FRI-1154 Determination of Cytokine Receptor Profiles for the Enhancement of In Vitro Differentiation of Embryonic Stem Cell-Derived Hematopoietic Progenitors

Friday, October 12, 2012: 9:00 AM
Hall 4E/F (WSCC)
Viridiana Murillo , Natural Sciences, University of California, Merced, Merced, CA
Heather L. Thompson , Natural Sciences, University of California, Merced, Merced, CA
Bryce T. McLelland , Natural Sciences, University of California, Merced, Merced, CA
Jennifer O. Manilay, PhD , Natual Sciences, University of California, Merced, Merced, CA
Cytokines play a critical role in hematopoietic development in vivo and in vitro. Our goal is to establish an in vitro microenvironment that will produce high yields of transplantable self-renewing embryonic stem cell (ESC)-derived hematopoietic progenitors (ES-HP). We will determine the cytokine receptor profiles of ES-HP that are generated via the co-culture of distinct ESC lines with the OP9 bone marrow cell line. In our hands, ES-HP that are generated with this system resemble the definitive hematopoietic progenitors found in vivo in murine fetal liver and adult bone marrow. We hypothesize that determination of the ES-HP cytokine receptor expression profiles (IL-2Rγ, IL-3R𝛼, IL-6R, IL-7R, TGFβR, TPOR, SCFR, LIFR, and Flt3LR) can be utilized to improve production of ES-HP by addition of the appropriate cytokines to the cultures.

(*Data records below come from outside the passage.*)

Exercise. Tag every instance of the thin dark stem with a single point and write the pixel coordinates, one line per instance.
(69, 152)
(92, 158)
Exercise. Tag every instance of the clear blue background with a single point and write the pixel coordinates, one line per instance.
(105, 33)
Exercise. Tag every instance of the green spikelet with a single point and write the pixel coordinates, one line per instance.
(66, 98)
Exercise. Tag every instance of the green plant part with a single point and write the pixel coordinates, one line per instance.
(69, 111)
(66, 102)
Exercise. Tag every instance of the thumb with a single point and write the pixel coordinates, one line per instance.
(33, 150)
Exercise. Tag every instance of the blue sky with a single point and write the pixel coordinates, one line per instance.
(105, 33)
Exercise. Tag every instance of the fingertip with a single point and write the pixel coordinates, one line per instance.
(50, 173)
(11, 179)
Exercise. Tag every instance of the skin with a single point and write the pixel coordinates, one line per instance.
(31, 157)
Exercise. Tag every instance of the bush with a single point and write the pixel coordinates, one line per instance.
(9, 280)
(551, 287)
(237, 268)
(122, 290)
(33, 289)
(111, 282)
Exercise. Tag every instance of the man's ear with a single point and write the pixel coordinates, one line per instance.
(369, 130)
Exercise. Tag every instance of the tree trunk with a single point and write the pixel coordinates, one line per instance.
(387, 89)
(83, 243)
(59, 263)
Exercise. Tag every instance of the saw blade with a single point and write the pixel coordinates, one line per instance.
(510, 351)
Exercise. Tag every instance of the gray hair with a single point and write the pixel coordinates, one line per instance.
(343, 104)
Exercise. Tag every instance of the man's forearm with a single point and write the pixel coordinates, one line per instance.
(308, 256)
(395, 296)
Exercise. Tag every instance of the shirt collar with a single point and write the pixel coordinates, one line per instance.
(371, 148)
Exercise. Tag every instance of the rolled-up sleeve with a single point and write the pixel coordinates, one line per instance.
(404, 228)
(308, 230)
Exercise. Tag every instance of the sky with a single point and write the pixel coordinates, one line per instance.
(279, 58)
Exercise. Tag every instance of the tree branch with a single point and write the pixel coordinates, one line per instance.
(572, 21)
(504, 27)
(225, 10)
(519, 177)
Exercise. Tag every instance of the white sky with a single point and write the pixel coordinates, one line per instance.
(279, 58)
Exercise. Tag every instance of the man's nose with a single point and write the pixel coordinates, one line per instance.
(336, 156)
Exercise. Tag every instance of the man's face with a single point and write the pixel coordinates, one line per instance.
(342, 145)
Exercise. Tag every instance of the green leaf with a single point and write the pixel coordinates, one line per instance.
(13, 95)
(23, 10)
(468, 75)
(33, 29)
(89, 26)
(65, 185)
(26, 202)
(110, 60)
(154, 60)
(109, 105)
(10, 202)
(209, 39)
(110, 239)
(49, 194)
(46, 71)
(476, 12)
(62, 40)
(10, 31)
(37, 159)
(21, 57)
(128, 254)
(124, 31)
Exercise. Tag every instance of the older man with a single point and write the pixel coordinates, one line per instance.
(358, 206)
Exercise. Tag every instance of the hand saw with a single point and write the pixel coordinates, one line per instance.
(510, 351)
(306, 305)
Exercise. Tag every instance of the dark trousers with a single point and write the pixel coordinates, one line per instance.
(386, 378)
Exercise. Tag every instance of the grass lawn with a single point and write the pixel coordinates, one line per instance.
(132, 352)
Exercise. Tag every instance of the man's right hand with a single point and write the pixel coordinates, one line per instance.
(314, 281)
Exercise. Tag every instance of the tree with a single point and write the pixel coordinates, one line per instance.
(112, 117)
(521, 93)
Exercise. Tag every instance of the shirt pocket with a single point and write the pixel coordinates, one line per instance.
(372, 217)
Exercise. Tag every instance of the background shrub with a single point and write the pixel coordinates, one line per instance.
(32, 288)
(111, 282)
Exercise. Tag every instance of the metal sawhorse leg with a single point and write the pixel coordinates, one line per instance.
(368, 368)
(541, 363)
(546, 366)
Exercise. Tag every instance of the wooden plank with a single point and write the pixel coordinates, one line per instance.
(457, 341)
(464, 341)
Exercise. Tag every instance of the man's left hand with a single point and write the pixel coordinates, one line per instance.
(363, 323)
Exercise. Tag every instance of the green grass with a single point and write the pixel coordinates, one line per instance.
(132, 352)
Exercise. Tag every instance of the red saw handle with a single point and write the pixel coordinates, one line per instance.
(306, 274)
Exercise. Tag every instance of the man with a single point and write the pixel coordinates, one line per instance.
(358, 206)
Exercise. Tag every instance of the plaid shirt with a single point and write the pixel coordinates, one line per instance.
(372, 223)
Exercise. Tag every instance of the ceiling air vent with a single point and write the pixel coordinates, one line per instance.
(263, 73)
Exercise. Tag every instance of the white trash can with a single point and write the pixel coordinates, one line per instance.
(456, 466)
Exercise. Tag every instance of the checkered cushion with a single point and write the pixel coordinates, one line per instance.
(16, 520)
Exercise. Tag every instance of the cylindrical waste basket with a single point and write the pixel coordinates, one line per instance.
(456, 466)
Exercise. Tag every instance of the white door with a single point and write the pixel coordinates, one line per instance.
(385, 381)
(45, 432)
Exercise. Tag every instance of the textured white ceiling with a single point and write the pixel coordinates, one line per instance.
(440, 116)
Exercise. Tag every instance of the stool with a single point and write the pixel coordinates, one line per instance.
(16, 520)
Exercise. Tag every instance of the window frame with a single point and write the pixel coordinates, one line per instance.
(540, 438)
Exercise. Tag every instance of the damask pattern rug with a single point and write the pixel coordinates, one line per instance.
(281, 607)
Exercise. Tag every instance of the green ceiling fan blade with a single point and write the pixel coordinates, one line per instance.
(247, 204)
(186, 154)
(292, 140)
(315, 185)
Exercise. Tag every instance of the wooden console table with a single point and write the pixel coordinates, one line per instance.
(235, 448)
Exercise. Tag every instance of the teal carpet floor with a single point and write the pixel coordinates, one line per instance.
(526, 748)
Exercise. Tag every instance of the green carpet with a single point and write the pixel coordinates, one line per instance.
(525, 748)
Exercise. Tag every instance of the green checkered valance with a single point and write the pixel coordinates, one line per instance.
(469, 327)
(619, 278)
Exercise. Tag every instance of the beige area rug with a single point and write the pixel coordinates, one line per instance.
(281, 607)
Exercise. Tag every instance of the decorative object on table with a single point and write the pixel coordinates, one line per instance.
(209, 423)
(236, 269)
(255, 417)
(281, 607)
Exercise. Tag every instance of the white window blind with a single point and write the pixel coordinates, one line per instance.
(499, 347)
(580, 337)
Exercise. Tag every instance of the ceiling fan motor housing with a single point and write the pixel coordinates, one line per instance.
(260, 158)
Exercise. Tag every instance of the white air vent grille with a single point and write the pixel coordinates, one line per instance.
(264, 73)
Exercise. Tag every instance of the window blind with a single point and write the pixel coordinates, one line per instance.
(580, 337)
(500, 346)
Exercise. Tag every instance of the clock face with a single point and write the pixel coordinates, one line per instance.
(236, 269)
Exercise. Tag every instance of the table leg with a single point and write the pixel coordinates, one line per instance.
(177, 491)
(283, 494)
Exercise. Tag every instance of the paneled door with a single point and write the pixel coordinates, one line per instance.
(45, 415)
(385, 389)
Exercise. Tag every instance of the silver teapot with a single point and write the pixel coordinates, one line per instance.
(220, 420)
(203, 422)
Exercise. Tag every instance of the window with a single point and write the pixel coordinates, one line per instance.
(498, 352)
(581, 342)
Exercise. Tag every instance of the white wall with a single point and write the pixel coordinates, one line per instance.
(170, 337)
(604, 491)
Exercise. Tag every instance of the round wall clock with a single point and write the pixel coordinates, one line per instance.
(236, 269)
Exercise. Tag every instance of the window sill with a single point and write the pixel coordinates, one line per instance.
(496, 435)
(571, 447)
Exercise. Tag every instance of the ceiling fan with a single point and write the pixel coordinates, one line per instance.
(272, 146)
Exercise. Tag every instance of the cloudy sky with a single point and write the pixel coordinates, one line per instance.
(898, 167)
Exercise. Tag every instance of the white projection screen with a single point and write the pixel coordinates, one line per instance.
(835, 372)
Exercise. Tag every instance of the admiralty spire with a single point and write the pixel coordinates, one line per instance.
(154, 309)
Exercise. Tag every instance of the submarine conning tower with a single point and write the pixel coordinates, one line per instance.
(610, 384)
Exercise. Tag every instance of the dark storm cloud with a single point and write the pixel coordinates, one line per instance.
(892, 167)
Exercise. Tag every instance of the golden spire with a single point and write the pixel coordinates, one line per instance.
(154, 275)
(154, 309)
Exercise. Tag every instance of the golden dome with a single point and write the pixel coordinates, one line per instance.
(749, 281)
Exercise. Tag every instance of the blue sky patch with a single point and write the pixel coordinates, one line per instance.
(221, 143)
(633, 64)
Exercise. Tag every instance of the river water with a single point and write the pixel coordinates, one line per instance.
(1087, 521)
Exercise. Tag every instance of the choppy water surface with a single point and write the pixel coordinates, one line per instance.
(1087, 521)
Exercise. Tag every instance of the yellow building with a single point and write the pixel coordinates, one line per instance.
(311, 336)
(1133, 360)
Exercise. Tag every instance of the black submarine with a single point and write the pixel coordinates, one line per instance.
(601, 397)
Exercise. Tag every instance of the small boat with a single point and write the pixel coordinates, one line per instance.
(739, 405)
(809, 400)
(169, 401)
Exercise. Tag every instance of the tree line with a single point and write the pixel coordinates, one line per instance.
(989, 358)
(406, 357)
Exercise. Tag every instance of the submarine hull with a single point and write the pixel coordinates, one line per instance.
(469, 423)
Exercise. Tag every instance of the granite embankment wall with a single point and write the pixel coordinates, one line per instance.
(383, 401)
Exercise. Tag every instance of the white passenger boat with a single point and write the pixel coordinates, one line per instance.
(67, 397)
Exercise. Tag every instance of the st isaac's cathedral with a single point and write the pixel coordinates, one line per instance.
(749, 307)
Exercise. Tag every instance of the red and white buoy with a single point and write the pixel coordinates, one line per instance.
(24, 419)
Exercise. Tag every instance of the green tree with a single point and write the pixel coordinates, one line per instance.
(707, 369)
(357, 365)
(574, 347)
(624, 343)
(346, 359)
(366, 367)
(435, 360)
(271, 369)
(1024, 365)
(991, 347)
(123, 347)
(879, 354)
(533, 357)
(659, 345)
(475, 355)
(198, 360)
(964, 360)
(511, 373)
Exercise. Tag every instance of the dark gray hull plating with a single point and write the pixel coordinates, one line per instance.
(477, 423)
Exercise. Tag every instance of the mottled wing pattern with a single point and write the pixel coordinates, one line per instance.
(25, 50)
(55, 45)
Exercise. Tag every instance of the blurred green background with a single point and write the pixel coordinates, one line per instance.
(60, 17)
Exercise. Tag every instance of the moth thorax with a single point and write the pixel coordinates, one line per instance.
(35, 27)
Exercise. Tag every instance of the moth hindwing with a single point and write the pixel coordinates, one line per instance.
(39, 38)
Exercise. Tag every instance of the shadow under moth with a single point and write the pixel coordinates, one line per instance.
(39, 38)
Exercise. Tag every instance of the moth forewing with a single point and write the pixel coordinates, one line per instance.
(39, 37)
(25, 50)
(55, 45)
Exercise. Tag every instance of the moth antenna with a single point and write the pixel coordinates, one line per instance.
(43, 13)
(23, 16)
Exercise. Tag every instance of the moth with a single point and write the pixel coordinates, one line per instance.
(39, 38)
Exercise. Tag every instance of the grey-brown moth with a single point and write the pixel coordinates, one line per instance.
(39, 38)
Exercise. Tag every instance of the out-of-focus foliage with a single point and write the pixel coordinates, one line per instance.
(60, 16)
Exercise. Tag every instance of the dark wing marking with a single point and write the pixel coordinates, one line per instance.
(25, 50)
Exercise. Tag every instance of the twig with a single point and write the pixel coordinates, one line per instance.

ES-HPs will be stained for the developmental maturity markers, CD41 and CD45. Fluorescence activated cell sorting (FACS) will be used to isolate ES-HP populations from Day 7 and Day 16 co-cultures. RNA will be extracted from these purified ES-HPs and reverse transcriptase PCR (RT-PCR) will be used to determine the relative expression of cytokine receptors present in ES-HP derived from four different murine ESC lines (D3, 129-GFP, R1, and B6). Positive RT-PCR results will be further confirmed by cell surface level protein expression on ES-HP using FACS. These studies will provide critical data on the cytokine receptor expression patterns and developmental kinetics of their expression in vitro. Data can then be used for the strategic improvement of ES-HP culture techniques.